On ne peut pas dire que le temps passe, vraiment, mais il y a des minutes qui s’accumulent derrière les baies par lesquelles on regarde traverser la vie, et qu’il faudrait pouvoir nettoyer. Donner un coup de chiffon, comme semble pouvoir le faire le printemps, facile, qui s’en revient maintenant, avec toute cette débauche d’énergie, de parfums, de vouloir vivre... Tout ça.
Il y a des jours ou j’ai du mal à revenir aux choses humaines, comme l’oubli du quotidien, l’habitude du rien, la tête dans les maux et le coeur qui regarde ailleurs, un couple de chien en pleine action. Il ne faut pas s’en faire. Il faut bien s’y faire. Mais il faudrait pouvoir vivre. Enfin.
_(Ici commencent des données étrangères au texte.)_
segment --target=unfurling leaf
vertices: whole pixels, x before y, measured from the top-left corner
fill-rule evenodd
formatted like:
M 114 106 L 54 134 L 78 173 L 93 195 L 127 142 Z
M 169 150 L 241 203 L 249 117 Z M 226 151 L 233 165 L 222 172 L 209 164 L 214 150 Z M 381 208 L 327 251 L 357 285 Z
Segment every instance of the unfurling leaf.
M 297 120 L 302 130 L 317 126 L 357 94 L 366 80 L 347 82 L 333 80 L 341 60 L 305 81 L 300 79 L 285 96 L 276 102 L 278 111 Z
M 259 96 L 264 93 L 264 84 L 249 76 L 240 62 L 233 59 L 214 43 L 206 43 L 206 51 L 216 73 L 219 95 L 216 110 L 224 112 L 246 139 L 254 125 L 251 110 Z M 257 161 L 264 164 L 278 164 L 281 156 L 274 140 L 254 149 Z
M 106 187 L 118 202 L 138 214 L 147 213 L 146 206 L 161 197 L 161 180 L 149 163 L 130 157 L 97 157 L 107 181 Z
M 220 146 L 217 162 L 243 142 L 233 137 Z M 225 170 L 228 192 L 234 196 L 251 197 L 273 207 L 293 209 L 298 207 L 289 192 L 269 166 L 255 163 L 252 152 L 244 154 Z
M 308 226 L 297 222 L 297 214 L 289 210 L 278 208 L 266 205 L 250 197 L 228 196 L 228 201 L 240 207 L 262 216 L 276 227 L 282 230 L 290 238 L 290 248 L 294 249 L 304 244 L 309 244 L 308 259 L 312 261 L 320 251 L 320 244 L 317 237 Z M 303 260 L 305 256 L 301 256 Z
Il y a de ces reports de saisons qui donnent de la fébrilité à la chair et rendent sa force au bois, comme au bâton qu’on tend, qu’on a donné naguère juste pour se faire battre. Le sceptre du vrai pouvoir. Celui pour lequel on abdique sans retour mais qui revient sans cesse sous la forme d’un caillou dans la chaussure, d’une mèche rebelle ou d’un écart dans la voix. Un simple tremblement qui ne se remarque pas, mais plus rien ne sonne juste quand l’abdomen aboie.
Qu’on ne s’y confonde pas. Il ne s’agit pas de ça. Ce sont des mots qui se corrompent sans moi. Je sais que tu comprendras.
J’ai peur qu’on se frôle sans même se remarquer, comme à notre habitude. Et on irait lécher les vitrines bien achalandées. J’ai peur que dans l’espace on perde la clef de notre appartement, la date de naissance des enfants, les fêtes à venir qu’on a noté, je le sais, sur un calendrier, et des mégots en tas qui mordent au cendrier. Je crains que le jour vienne pour une joie qu’on aura demandée, et qu’on aille respirer sous le sable.